Le concept d’émergence s’est aujourd’hui fait une place de choix dans l’actualité économique et géopolitique. Il définit les nouveaux acteurs nationaux qui ont investi le système international depuis l’effondrement du système bipolaire. Ces pays, dits émergents, sont issus aussi bien de l’ancien bloc communiste, des pays non alignés que d’anciens régimes autoritaires ou dictatoriaux, qu’ils soient d’Afrique ou d’Amérique latine. Les pays émergents se caractérisent par leur intégration rapide à l’économie mondiale d’un point de vue commercial et financier [5]. Toutefois, cette définition ne fait pas consensus.

Alors que le terme “d’émergence” retranscrit la crainte des pays dominant l’ordre mondial de voir leur leadership bousculé. Il est un synonyme d’espoir pour les autres. L’émergence est-elle réellement un processus qui ouvre la voie au développement ?

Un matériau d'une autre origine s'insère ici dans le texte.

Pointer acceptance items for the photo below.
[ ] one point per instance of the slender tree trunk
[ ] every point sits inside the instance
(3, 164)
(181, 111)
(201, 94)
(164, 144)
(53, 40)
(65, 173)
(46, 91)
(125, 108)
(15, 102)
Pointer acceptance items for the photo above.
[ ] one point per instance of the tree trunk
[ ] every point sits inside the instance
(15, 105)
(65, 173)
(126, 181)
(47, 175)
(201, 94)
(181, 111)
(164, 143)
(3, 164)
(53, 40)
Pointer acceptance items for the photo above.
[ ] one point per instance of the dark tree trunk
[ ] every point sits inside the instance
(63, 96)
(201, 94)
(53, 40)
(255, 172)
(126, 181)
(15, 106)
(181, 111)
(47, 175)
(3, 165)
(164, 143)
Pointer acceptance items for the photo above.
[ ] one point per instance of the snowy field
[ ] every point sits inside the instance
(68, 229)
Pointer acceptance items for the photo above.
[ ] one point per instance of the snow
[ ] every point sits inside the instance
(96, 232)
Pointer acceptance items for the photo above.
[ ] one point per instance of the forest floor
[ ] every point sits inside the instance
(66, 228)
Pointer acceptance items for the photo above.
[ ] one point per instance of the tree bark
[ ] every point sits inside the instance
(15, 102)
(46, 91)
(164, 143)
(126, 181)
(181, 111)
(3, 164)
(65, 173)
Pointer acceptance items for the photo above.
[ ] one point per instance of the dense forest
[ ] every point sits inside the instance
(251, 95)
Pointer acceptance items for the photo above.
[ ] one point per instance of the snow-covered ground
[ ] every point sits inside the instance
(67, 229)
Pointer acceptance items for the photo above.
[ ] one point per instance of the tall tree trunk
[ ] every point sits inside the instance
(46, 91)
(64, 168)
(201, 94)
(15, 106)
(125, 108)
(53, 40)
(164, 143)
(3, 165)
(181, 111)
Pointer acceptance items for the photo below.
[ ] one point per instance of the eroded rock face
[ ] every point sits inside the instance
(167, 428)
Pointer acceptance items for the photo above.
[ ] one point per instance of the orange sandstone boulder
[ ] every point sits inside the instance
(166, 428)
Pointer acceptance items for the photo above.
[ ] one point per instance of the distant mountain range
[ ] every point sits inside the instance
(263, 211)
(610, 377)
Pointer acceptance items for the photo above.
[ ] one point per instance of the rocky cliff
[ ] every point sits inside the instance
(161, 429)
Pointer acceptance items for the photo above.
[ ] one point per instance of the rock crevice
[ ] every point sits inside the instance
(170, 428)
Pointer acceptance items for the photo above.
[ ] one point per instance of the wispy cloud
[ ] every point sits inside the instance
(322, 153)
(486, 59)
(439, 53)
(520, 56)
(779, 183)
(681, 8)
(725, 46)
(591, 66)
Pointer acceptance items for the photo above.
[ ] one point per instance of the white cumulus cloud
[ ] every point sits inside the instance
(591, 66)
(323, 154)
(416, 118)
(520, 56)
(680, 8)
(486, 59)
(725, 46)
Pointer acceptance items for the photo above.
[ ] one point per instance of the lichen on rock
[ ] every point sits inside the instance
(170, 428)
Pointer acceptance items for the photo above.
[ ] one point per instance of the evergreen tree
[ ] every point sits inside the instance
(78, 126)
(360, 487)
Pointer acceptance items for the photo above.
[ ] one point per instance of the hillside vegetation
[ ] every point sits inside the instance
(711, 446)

Caractéristique de l’émergence

=> La première caractéristique de l’émergence et que l’intégration dans l’économie mondiale est rapide et génère des taux de croissance élevés ! La revue Alternatives économiques (2007), chiffrées ce phénomène, pour la croissance des exportations, à 8 % pour la Chine, de 13 % pour l’Inde et de 10 % pour le Brésil, contre 4 % pour les États-Unis [1].

=> Corollairement, les pays en émergences ont vu le taux d’investissement direct étranger grimper, autres dans le secteur manufacturier et les services, ce qui a contribué à la croissance rapide notamment par le biais des transferts de technologies.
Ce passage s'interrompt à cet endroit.